Spindrift: A wilderness pilgrimage at sea is published by Vala Publishing Cooperative http://www.valapublishers.coop/spindrift

Not Going Sailing

synopsis

Shipping Forecast – Issued: 0405 UTC Thu 9 May

Wind: Southwest 5 to 7, increasing gale 8 or severe gale 9 for a time.
Sea state: Rough or very rough, becoming high for a time in west.
Weather: Rain or showers.
Visibility: Good, occasionally poor.

Today we intended to set out down the Channel bound for the Scillies and the west coast of Ireland. I was going to meet Steve—my crew for this leg of the voyage—on the Plymouth train at Westbury yesterday afternoon; we would settle into Coral overnight and set off this morning. But since early in the week the weather has deteriorated. The high pressure that brought such a lovely spring weekend has dropped south, a deepening area of low pressure is running along the top of it, so the westerly wind is intensified as it is squeezed between the high and the low. The map provided by Met Office with the Shipping Forecast shows two thirds of Great Britain surrounded by red shading, indicating gale force winds or more. The seas will not be just “rough” but “very rough, becoming high.” “High” is so unusual I have to look it up, and find it refers to wave heights of six to nine metres.  I remember Coral is only nine meters long.

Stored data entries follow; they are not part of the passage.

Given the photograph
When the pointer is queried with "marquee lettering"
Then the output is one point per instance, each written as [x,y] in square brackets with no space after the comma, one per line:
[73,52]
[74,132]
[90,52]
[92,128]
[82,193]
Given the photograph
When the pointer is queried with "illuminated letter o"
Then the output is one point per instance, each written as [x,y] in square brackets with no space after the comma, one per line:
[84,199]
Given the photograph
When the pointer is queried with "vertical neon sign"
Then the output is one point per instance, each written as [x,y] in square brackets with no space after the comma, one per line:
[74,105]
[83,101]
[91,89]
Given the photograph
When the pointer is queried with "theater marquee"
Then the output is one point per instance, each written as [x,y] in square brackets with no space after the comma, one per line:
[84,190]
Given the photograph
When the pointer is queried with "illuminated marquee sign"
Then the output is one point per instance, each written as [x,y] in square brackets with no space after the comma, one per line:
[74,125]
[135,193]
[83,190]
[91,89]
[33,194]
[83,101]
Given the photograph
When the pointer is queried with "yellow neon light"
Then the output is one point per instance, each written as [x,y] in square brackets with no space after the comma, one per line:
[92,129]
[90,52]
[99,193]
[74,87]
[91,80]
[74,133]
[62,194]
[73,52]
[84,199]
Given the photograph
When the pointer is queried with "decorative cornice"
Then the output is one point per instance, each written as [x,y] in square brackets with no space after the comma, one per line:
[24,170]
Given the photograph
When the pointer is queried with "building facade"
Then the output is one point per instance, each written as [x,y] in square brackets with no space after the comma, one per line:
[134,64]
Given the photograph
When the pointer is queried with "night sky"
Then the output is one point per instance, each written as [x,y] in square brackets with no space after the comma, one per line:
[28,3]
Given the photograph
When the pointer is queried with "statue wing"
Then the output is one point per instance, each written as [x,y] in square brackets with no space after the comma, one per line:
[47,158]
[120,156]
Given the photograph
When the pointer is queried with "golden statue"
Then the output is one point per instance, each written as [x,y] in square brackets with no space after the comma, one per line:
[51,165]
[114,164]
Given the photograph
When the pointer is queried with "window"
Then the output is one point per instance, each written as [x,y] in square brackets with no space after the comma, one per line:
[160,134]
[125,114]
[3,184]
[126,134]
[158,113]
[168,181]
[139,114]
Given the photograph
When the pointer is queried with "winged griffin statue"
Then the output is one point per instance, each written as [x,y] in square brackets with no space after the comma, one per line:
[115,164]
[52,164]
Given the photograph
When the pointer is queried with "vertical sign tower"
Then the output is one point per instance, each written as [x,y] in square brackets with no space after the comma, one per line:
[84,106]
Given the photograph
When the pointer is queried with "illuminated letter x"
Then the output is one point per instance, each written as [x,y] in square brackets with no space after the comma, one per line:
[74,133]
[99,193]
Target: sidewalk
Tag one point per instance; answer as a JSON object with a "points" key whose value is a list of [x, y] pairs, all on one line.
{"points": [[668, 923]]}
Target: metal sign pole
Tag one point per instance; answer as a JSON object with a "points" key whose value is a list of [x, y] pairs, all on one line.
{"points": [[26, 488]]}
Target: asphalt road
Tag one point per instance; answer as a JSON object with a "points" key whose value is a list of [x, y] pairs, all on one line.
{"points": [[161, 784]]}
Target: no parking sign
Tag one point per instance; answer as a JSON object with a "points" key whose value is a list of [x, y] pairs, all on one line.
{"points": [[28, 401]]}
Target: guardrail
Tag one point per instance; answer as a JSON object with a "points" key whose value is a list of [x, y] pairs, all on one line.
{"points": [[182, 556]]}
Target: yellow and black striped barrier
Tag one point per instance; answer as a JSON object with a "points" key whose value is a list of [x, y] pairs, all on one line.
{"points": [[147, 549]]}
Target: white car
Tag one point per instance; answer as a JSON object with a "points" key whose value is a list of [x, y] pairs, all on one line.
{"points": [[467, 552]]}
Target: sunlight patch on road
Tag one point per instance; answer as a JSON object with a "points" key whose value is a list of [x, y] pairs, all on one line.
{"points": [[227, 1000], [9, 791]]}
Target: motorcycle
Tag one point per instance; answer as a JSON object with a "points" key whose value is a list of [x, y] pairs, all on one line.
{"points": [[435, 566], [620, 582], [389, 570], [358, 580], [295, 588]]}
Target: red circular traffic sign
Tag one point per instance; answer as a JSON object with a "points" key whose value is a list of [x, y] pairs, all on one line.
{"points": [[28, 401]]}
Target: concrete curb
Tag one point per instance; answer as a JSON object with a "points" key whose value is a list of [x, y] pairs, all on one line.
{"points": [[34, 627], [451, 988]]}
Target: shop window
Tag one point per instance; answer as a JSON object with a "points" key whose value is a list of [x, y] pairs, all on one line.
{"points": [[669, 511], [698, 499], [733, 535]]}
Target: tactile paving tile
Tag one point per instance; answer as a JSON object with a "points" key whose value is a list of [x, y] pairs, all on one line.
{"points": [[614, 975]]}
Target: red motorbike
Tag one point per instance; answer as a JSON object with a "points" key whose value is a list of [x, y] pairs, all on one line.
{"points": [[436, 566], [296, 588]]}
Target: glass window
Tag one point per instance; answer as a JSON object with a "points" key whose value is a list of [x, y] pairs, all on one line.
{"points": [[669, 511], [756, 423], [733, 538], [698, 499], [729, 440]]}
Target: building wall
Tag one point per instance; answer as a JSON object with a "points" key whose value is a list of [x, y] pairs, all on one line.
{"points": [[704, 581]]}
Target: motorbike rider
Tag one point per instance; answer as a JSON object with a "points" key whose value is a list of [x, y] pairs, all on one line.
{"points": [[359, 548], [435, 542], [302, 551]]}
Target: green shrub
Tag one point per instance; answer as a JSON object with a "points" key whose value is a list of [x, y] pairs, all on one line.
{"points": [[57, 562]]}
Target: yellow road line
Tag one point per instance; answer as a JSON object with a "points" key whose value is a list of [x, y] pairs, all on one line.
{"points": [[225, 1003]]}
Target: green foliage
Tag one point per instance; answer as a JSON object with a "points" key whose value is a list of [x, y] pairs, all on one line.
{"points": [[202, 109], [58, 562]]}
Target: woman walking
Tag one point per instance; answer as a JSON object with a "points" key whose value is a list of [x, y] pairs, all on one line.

Looking ahead, it seems that fresh to strong westerlies will persist into next week, which will make progress westwards hard work even when the gale passes. So rather than sailing down the Channel I am doing normal things at home: I went to my writing group last night; mended a bit of fence this morning until I got soaked in a heavy shower; and re-read parts of a book I have been asked to review.

In weather like this I can wind myself up, irritated at the interruption to my plans, wonder whether I really want to go to sea at all. I can make the interruption feel like a catastrophe. But there is something truly important about being stopped in one’s tracks by natural forces. It reminds us that we humans are not the masters of this planet, that while by working with the grain of the world we can accomplish wonders, forcing contrarily is not just uncomfortable but foolish and downright dangerous. I remember again Gary Snyder’s comment about things that take us out of our little selves into the wider whole as being sacred .

So rather that wind myself up I find a way to bow to the inevitable, even find a moment to appreciate the teaching the gales are bringing. I know from experience that I have to wait, that in time the weather will be more favourable. Patience is what is needed, patience, respect and careful judgement about when it is safe and sensible to sail.